Holding: The Tax Court found that for Syzygy to be distributing risk, as required by the third criteria for insurance, the fronting companies had to be actual insurance companies and that, under its precedent from Rent-A-Center, Inc., 142 T.C. 1 (2014), they were not bona fide insurance companies issuing insurance policies. Because they did not issue insurance policies, Syzygy's reinsurance of those policies did not distribute risk and the captive insurance arrangement was not insurance, so Syzygy could not deduct the premiums it paid.

In Rent-A-Center, Inc., the Tax Court set forth the following factors for determining whether a company is a bona fide insurance company:

  • Was the entity created for legitimate nontax reasons?
  • Was there a circular flow of funds?
  • Did the entity face actual and insurable risk?
  • Were the policies arm's-length contracts?
  • Did the entity charge actuarially determined premiums?
  • Was comparable coverage more expensive or even available?
  • Was the entity subject to regulatory control, and did it meet statutory requirements?
  • Was the entity adequately capitalized?
  • Did the company pay claims from a separately maintained account?

Applying these factors, the Tax Court concluded that the fronting companies were not bona fide insurance companies because: The premiums charged were not actuarially determined. The contracts were not at arm's length because Highland Tank's ratio of premiums paid to loss recoverable under the policies with the fronting companies was about six times higher than its ratio for insurance policies obtained outside the captive program, and the premiums' apparent purpose therefore was to increase deductions. Also, the contracts created an apparently circular flow of funds, the court stated, since Highland Tank paid $1,373,500 of gross premiums to the fronting companies, which then transferred $1,319,056 in reinsurance premiums to Syzygy.

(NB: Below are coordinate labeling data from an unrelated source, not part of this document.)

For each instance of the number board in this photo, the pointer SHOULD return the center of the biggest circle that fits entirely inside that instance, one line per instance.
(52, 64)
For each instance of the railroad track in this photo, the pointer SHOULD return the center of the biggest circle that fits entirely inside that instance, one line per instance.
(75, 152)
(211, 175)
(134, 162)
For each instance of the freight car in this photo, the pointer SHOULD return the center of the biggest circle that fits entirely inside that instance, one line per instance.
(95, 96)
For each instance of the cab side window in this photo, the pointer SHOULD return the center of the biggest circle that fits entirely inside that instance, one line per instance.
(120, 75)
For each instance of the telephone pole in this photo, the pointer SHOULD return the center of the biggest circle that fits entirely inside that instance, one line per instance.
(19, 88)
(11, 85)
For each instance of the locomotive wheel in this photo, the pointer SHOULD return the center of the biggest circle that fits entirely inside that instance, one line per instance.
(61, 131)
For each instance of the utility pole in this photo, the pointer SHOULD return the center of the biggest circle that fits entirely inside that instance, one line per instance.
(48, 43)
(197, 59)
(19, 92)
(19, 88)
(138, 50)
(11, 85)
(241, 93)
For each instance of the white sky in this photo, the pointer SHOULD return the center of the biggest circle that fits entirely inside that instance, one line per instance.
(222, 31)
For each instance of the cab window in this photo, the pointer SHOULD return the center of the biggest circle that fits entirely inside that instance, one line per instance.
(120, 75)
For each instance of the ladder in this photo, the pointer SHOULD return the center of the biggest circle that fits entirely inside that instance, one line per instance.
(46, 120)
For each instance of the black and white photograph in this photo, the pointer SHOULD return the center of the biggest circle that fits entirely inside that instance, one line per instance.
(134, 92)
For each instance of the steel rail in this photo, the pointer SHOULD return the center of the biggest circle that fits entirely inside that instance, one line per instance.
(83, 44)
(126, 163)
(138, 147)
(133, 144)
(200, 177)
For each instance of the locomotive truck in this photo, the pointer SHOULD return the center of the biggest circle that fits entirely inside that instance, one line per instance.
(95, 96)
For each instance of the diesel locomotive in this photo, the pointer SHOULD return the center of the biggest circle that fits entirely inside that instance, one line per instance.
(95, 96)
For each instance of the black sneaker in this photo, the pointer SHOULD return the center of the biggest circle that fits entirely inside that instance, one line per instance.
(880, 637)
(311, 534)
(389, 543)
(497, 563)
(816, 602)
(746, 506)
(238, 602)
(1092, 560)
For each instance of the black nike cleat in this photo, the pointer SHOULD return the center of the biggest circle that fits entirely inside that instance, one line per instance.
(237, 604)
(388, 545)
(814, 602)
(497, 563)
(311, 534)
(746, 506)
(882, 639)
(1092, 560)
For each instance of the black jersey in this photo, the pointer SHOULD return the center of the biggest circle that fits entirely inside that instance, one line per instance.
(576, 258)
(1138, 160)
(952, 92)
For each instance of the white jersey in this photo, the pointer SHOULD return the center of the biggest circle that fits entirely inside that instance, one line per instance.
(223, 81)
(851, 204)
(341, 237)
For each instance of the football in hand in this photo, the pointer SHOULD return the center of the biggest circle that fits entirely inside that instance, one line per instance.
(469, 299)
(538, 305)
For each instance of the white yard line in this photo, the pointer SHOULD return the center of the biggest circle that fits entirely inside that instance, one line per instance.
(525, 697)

Although the failure to distribute risk in the arrangement was in itself enough to doom Syzygy's deductions, the court also noted that, in the alternative, it would also disallow the deductions because the transactions did not constitute insurance in the commonly accepted sense. Factors used to determine that an arrangement is insurance in the commonly accepted sense are whether the company was organized, operated, and regulated as an insurance company; the company was adequately capitalized; the policies were valid and binding; premiums were reasonable and determined at arm's length; and claims were paid.

Applying these factors, the court concluded that the arrangement was not insurance in the commonly accepted sense because Syzygy was not operated like an insurance company. According to the court, this was demonstrated by the facts that Syzygy paid only one claim that it never investigated and that may not have been covered, made troubling investment choices, and charged unreasonable premiums.

The family members argued as a contingency position that even if the payments were not insurance premiums, they were indemnification protection payments and therefore deductible as ordinary and necessary business expenses. The court stated that indemnification payments can be considered necessary (appropriate and helpful) and have a valid purpose if the indemnified party seeks indemnification for covered losses. However, Highland Tank had failed to seek indemnification for losses it said were covered; therefore, the payments were not deductible as ordinary and necessary business expenses.

The court did hold that Syzygy and the family members were not liable for the accuracy-related penalties, as they were able to show that they had relied in good faith on the advice of a qualified tax adviser.

  • Syzygy Insurance Co., Inc., T.C. Memo. 2019-34

— By Charles J. Reichert, CPA, instructor of accounting, University of Minnesota—Duluth.